不動産賃貸で使用する資産は、取得時に「固定資産台帳」に登録し、毎年の減価償却費を計算します。
固定資産台帳には、資産の名称・取得日・取得価額・耐用年数・償却方法・年間償却額・期末残高を記録します。青色申告決算書の「減価償却費の計算」欄にも同じ情報を記入するため、固定資産台帳を正確に管理しておくことが確定申告をスムーズに進めるポイントです。
取得価額が10万円未満の資産は、取得した年に全額を経費計上できます(少額減価償却資産)。また、10万円以上20万円未満の資産は、3年間で均等に償却する「一括償却資産」として処理することも可能です。

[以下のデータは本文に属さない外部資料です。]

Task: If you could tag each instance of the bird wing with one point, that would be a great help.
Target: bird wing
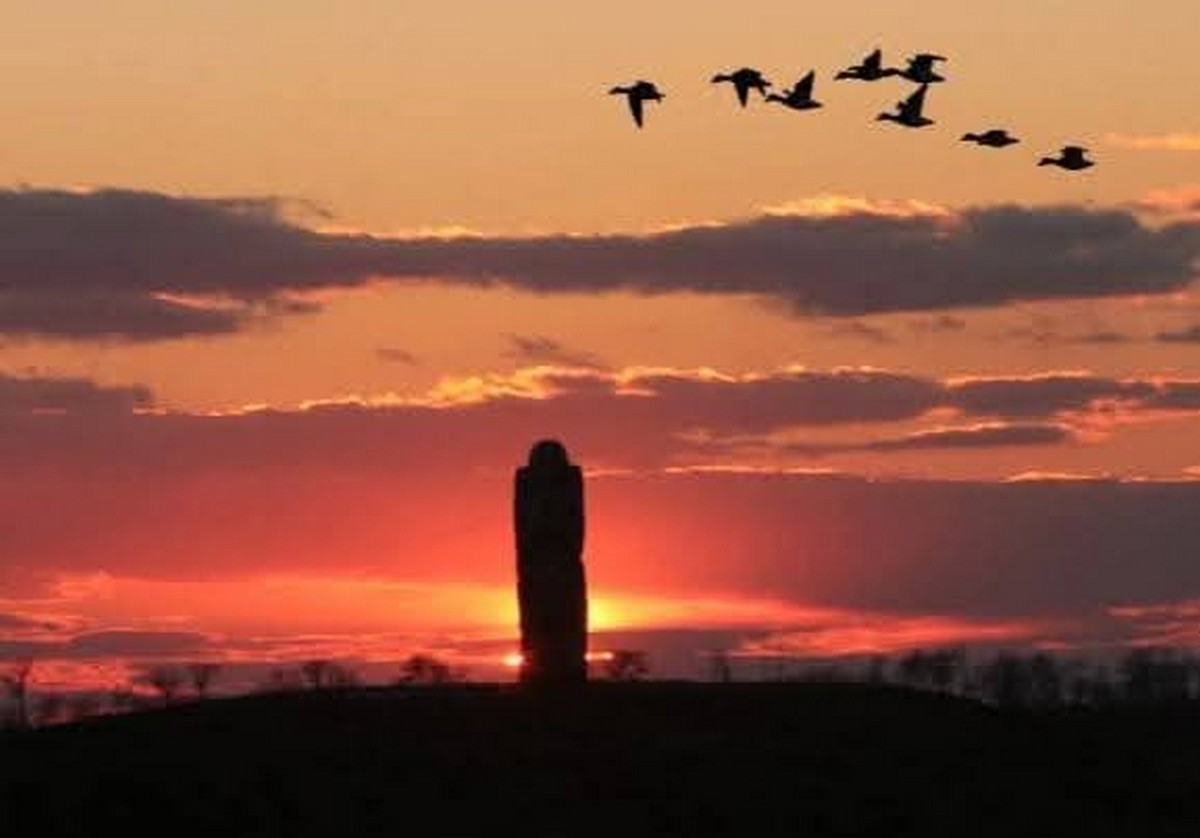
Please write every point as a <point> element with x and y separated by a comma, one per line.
<point>635,107</point>
<point>915,103</point>
<point>803,88</point>
<point>743,90</point>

さらに、令和8年3月31日までに取得した40万円未満の資産は、青色申告者で常時使用する従業員数が500人以下の場合、全額をその年の経費にできる「少額減価償却資産の特例」が使えます。
青色申告のメリットについては「青色申告のメリット・デメリットを税理士が解説」をご参照ください。
物件取得のための借入金の利息は、不動産所得の必要経費に算入できます。ただし、不動産所得が赤字の場合は、土地取得に充てられた借入金利子に相当する部分は損益通算の対象外となります。
損益通算の制限について詳しくは「不動産所得が赤字のときの損益通算」で解説しています。
確定申告書の書き方や提出方法については「確定申告の基礎知識|初めてでもわかる手順と必要書類」で解説しています。所得控除の全体像は「所得控除の一覧と適用条件」も参考になります。
📋 この記事のポイント
経費の計上を正しく行うことは、不動産所得の税負担を適正化する最も基本的な方法です。特に修繕費と資本的支出の判断は金額が大きく、誤ると税務調査で修正を求められるリスクがあります。判断に迷う工事がある場合は、工事前に税理士に相談することをおすすめします。